Desgraciadamente, por causas independientes de su voluntad, tuvo que suspender su
publicación, y quedamos privados de una obra que hubiera honrado muchísimo a nuestra
naciente literatura.
Pero un hombre como el señor Sierra, no es de que aquellos cuya
fama pueda encerrarse en los estrechos límites de un Estado. Su nombre es conocido
en toda la República como el de un distinguido publicista, pues ha dado a su patria
obras de indisputable mérito que honrarían a los países más civilizados del mundo. Y
en los últimos meses de su vida ha trabajado incansablemente en la formación del
código civil, para la cual fue comisionado por el supremo gobierno de la nación.
El señor Sierra ha ocupado también en diversas épocas los escaños de los congresos y en
ellos, como en su vida privada, ha dado siempre muestras de sus virtudes y de su
ilustración.
Hay hombres célebres en la historia de todos los pueblos; pero no todos
causan en nosotros una misma impresión. Esos grandes guerreros que para alcanzar un
fin cualquiera, han derramado ríos de sangre, a pesar de los beneficios que algunas
veces han conquistado para su patria y para la humanidad, llevan tras sí no sé qué
de doloroso y terrible que amarga mucho la memoria de sus hazañas; pero esos hombres
que sin causar ningún mal han consagrado su vida a hacer el bien de los demás con su
abnegación, sus luces o su filantropía, viven eternamente en nuestra memoria con el
grato y dulce recuerdo de sus virtudes.
El señor don Justo Sierra, para honra de
nuestra patria, pertenece a los segundos. Y nosotros que siempre hemos venerado y
admirado su nombre, como creemos que le veneran y admiran todos los hijos de este
país que tanto le deben, le hemos consagrado en nuestro editorial estos cortos y
desaliñados renglones (1861: 3-4).
Bastaría este texto para demostrar la admiración que sentía Eligio Ancona por Justo Sierra O'Reilly. Pero Ancona no se limitó a admirarlo, sino a seguir sus pasos como novelista y como historiador.
En su Historia de Yucatán, al trazar un panorama de la cultura en Yucatán
durante el siglo XIX, vuelve a insistir en la importancia que tuvieron El Museo
Yucateco y El Registro Yucateco y afirma:
Puede decirse que de estas dos publicaciones arranca el origen de nuestra literatura, porque desde entonces fue cuando empezó a ser cultivada en varios de sus ramos. La historia, la biografía, la lingüística, la novela, la leyenda y la crítica comenzaron a disputar al artículo político y a la poesía lírica, el exclusivismo que hasta entonces habían ejercido en las letras (IV, [1880] 1978: 406).

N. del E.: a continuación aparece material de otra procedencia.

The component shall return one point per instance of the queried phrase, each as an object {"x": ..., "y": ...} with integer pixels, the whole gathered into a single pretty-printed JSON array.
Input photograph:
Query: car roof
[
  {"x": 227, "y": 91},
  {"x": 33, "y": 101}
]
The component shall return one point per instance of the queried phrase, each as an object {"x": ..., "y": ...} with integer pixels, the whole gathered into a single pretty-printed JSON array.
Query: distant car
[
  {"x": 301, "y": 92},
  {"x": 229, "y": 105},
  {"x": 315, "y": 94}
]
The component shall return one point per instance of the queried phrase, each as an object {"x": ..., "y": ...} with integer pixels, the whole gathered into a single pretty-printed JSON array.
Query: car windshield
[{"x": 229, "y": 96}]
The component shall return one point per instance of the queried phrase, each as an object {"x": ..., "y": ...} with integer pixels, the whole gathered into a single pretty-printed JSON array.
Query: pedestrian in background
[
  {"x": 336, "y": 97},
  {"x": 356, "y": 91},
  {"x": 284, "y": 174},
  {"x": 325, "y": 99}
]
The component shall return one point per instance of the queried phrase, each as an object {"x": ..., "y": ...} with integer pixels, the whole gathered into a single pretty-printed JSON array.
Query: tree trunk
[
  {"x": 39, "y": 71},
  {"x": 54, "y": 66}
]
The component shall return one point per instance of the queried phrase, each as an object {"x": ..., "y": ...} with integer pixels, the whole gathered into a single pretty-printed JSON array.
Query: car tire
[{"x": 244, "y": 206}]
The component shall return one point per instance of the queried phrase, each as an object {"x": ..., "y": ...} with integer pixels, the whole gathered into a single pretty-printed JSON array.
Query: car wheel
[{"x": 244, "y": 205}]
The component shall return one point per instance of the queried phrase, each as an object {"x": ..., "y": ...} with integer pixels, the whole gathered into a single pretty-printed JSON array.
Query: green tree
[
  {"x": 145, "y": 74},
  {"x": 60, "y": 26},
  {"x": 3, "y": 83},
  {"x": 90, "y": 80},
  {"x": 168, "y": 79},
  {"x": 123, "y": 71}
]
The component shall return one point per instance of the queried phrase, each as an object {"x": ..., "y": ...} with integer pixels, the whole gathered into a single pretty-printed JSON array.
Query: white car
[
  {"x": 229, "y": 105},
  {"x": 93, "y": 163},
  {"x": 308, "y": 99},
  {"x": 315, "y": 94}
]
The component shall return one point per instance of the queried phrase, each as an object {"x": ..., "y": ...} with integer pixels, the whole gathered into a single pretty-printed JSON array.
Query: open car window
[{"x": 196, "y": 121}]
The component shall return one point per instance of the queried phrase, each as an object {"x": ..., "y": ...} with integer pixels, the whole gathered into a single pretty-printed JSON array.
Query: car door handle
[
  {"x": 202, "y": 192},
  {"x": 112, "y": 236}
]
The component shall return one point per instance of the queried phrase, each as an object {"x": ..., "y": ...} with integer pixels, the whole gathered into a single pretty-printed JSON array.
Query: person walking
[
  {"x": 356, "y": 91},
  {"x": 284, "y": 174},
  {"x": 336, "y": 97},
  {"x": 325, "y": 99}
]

Más adelante precisa la labor de Sierra O'Reilly como historiador sobre el establecimiento del
territorio británico de Belice y muy particular elogio le merece la obra Los
indios de Yucatán. Consideraciones históricas sobre la influencia del elemento
indígena en la organización social del país (Campeche: José María Peralta,
1857) que apareció por primera vez en el periódico El Fénix entre 1848 y 1851, y de la
que obtuvo información para la redacción de algunas de sus novelas como lo hemos visto a
propósito de La Cruz y la Espada. Destaca también su labor de biógrafo
en las vidas de los obispos, gobernadores y algunos hombres de artes, ciencias y letras.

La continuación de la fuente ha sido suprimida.